Le trait caractéristique, absolument caractéristique de l’homme médiocre, c’est sa déférence pour l’opinion publique. Il ne parle jamais, il répète toujours. Il juge un homme sur son âge, sa position, son succès, sa fortune. Il a le plus profond respect pour ceux qui sont connus, n’importe à quel titre, pour ceux qui ont beaucoup imprimé. Il ferait la cour à son plus cruel ennemi, si cet ennemi devenait célèbre ; mais il ferait peu de cas de son meilleur ami, si personne ne lui en faisait l’éloge. Il ne conçoit pas qu’un homme encore obscur, un homme pauvre, qu’on coudoie, qu’on traite sans façon, qu’on tutoie, puisse être un homme de génie.

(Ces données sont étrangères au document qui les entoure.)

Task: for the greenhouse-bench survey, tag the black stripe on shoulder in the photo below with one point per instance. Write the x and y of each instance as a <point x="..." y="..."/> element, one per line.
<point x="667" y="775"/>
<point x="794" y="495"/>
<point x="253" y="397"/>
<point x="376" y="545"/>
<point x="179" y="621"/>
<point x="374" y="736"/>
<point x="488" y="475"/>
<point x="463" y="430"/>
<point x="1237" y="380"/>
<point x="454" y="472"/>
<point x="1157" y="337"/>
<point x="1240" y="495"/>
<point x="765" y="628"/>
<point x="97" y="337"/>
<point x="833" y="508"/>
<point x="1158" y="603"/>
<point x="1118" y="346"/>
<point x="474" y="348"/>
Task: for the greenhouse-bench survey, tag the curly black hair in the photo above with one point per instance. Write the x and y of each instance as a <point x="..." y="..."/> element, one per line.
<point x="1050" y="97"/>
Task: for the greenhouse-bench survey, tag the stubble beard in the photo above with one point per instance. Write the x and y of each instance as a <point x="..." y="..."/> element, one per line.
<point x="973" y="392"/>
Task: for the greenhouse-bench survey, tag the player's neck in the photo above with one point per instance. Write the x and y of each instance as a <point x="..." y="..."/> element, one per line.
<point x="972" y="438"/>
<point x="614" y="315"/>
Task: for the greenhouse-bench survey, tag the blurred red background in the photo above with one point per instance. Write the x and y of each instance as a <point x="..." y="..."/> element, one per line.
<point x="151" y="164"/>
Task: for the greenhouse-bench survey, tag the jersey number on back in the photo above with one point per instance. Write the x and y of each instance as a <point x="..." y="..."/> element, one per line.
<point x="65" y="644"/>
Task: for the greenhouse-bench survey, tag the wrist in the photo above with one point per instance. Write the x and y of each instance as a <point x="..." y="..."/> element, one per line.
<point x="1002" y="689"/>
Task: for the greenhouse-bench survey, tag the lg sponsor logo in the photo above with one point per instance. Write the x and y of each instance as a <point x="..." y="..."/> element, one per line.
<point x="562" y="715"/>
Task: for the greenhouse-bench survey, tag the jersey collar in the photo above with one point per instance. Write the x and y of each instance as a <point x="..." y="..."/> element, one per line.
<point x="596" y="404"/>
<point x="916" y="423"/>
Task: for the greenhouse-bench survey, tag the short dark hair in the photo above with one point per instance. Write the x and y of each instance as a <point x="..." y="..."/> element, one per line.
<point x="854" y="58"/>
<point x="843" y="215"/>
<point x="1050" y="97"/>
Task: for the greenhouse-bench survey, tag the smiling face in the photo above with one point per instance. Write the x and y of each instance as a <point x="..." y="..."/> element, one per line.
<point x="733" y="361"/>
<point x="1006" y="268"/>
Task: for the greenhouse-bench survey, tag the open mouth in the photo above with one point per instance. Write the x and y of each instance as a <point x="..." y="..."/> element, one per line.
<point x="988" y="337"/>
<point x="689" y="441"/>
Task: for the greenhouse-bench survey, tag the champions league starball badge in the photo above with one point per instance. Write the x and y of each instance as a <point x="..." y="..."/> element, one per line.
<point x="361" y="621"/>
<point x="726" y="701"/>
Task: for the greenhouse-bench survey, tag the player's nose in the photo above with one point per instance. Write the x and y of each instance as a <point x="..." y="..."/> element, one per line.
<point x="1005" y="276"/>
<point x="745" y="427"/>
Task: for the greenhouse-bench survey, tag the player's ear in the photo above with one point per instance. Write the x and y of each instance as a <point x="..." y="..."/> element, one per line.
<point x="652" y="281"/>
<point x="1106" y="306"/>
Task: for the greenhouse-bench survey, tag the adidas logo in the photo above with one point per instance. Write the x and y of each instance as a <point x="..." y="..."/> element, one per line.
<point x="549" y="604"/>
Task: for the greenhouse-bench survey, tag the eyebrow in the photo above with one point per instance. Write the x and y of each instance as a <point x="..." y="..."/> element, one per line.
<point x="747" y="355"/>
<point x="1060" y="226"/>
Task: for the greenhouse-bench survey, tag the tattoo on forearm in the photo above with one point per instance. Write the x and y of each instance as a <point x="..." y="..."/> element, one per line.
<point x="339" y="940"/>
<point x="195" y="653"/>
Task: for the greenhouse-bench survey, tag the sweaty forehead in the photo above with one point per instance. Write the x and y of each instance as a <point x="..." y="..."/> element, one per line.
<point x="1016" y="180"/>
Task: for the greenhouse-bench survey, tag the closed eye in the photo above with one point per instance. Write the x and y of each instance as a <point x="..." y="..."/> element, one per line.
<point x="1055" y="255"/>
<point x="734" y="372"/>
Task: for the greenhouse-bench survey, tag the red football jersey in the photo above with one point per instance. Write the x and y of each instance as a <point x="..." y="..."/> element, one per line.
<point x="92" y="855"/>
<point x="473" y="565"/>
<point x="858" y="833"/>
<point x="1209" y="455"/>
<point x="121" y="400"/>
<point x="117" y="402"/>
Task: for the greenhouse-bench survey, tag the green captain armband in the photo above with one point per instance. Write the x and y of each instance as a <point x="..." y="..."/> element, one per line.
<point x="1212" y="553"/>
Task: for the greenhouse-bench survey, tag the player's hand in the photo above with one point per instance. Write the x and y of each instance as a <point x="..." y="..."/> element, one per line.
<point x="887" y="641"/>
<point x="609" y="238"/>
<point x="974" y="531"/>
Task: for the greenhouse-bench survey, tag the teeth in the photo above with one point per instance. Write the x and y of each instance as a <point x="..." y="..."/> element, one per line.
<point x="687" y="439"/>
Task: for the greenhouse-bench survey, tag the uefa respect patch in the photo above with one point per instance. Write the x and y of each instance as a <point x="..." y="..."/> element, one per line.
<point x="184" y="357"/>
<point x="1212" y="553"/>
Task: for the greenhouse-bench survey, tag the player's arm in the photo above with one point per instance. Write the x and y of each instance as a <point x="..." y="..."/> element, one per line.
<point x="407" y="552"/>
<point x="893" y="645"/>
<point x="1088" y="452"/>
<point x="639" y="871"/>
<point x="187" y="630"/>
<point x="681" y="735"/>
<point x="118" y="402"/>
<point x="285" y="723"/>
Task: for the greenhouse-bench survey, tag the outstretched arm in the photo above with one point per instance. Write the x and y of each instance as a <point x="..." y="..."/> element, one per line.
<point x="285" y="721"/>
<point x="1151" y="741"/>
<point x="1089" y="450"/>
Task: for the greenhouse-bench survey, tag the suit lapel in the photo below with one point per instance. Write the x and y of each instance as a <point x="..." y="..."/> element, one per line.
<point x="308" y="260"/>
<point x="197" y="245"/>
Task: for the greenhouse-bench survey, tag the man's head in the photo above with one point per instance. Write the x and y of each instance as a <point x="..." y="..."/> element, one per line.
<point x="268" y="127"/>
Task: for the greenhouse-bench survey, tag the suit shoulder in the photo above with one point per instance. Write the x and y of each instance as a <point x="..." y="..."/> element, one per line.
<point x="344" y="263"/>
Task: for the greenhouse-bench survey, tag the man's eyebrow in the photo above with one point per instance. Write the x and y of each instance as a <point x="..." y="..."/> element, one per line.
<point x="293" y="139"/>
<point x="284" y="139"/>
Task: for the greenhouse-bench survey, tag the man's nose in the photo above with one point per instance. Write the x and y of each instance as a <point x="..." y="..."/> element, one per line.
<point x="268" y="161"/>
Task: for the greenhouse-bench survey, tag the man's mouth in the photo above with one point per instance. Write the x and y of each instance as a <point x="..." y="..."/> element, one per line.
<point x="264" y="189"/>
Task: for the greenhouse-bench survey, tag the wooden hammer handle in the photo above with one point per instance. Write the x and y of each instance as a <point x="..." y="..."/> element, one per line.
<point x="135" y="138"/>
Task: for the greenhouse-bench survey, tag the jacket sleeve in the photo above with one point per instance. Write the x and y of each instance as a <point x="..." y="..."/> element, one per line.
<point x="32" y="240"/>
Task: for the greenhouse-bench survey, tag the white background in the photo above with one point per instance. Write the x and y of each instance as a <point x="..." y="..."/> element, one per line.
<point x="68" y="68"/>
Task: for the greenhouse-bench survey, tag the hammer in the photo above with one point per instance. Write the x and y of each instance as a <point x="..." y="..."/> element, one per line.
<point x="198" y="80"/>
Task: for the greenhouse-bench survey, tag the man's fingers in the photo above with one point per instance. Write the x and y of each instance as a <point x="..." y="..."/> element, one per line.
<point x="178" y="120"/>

Fussiez-vous le plus grand des hommes, il croira, s’il vous a connu enfant, vous faire trop d’honneur en vous comparant à Marmontel. Il n’osera prendre l’initiative de rien. Ses admirations sont prudentes, ses enthousiasmes sont officiels. Il méprise ceux qui sont jeunes. Seulement, quand votre grandeur sera reconnue, il s’écriera : Je l’avais bien deviné ! Mais il ne dira jamais, devant l’aurore d’un homme encore ignoré : Voilà la gloire et l’avenir ! Celui qui peut dire à un travailleur inconnu : Mon enfant, tu es un homme de génie ! Celui-là mérite l’immortalité qu’il promet. Comprendre, c’est égaler, a dit Raphaël.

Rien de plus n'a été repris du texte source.